Avec La Vie d’une femme, présenté en compétition au Festival de Cannes, Charline Bourgeois-Tacquet quitte l’énergie sentimentale des Amours d’Anaïs (2021) pour un récit plus ample consacré à une femme de cinquante-cinq ans qui continue à désirer, travailler, aimer et se transformer dans une société qui préfère souvent invisibiliser les femmes de son âge.
Gabrielle, interprétée par Léa Drucker, est chirurgienne maxillo-faciale et cheffe de service dans un hôpital public. Entre les opérations, les réunions, sa mère vieillissante Arlette (Marie-Christine Barrault) et son mari Henri (Charles Berling), elle organise une existence entièrement structurée par le soin. Elle n’a jamais voulu d’enfant, et le film ne cherche jamais à faire de ce choix un manque ou une blessure à réparer.
L’équilibre se fissure lorsque son assistant Kamyar (Laurent Capelluto) quitte l’hôpital public pour une clinique privée. Ce départ révèle l’usure d’un système où la vocation se heurte aux contraintes administratives et au manque de moyens. La rencontre avec Frida (Mélanie Thierry), romancière venue observer le service pour préparer un livre, déplace progressivement le récit vers une autre forme de trouble. Bourgeois-Tacquet filme cette relation par glissements successifs plutôt que par ruptures. Frida apparaît moins comme une tentation amoureuse que comme l’ouverture d’une possibilité nouvelle dans une vie jusque-là parfaitement ordonnée. La réalisatrice explique avoir voulu écrire « une femme qui ne se soit pas uniquement construite dans l’amour ou la maternité, mais aussi dans le travail ».
Cette idée donne sa cohérence à l’ensemble du film. Gabrielle n’est ni une héroïne sacrificielle ni une femme en crise. Léa Drucker lui prête une autorité calme, forgée par l’exercice quotidien de son métier. Ayant observé une chirurgienne maxillo-faciale pour préparer le rôle, elle restitue avec précision les gestes du bloc opératoire et la concentration qu’ils exigent. Le soin devient ici une manière d’être au monde.
Le personnage d’Henri bénéficie lui aussi d’un traitement nuancé. Charles Berling en fait un homme qui voit sa femme s’éloigner sans savoir comment accompagner ce déplacement. Mélanie Thierry apporte à Frida une présence mouvante et libre, traversée d’élans contradictoires.
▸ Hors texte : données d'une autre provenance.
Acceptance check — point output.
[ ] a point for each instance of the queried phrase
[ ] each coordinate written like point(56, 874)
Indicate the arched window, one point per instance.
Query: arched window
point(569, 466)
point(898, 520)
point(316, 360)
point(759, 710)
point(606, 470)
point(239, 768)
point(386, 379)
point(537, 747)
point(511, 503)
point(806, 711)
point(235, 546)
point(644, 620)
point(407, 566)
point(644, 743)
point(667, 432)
Bourgeois-Tacquet dit avoir recherché chez elle quelque chose de « sauvage » autant que de doux.
Le film aborde également le vieillissement féminin avec une rare simplicité. Gabrielle découvre pour la première fois une histoire d’amour avec une femme. Cette relation est filmée sans manifeste ni démonstration. « Si je n’avais pas eu envie de filmer cette sensualité, j’aurais fait un documentaire », expliquait la réalisatrice à Cannes. Dans un cinéma qui associe encore souvent les femmes de plus de cinquante ans au regret ou à l’effacement, La Vie d’une femme choisit au contraire le désir, la curiosité et la possibilité du changement.
Le film s’inscrit dans une filiation française qui va d’Éric Rohmer à Nicole Garcia. De Ma nuit chez Maud (Éric Rohmer, 1969), Bourgeois-Tacquet retrouve le goût des conversations et des hésitations sentimentales. De Nicole Garcia, notamment Place Vendôme (1998) ou Mal de pierres (2016), elle partage l’attention portée à des femmes dont la vie affective demeure active bien au-delà des récits habituels du vieillissement. Pourtant, le regard reste très personnel. Tout est ramené à l’expérience d’une subjectivité féminine arrivée à un âge rarement placé au centre du récit.
La photographie de Noé Bach privilégie les lumières douces, les couloirs d’hôpital, les appartements habités et les visages. Le montage de Clément Pinteaux laisse aux scènes le temps de se déployer. Plans-séquences, déplacements dans les services hospitaliers et conversations interrompues composent une mise en scène discrète, attentive aux gestes plus qu’aux effets.
L’apparition d’Erri De Luca dans son propre rôle ouvre enfin le récit vers un horizon plus contemplatif. Entre littérature, montagne et retrait, il apporte une gravité sereine. Son regard sur Gabrielle éclaire le projet du film tout entier. Elle apparaît autant comme une femme que comme une citoyenne qui tente encore de maintenir ensemble les fils d’un monde fragilisé.
Si le chapitrage paraît parfois superflu et certaines transitions un peu programmatiques, La Vie d’une femme impressionne par la justesse de ses situations et de ses interprètes. Charline Bourgeois-Tacquet filme une femme de cinquante-cinq ans sans la réduire à la maternité, au sacrifice ou à la mélancolie. Le film rappelle simplement qu’il n’existe aucun âge où le désir, le travail et la transformation devraient cesser.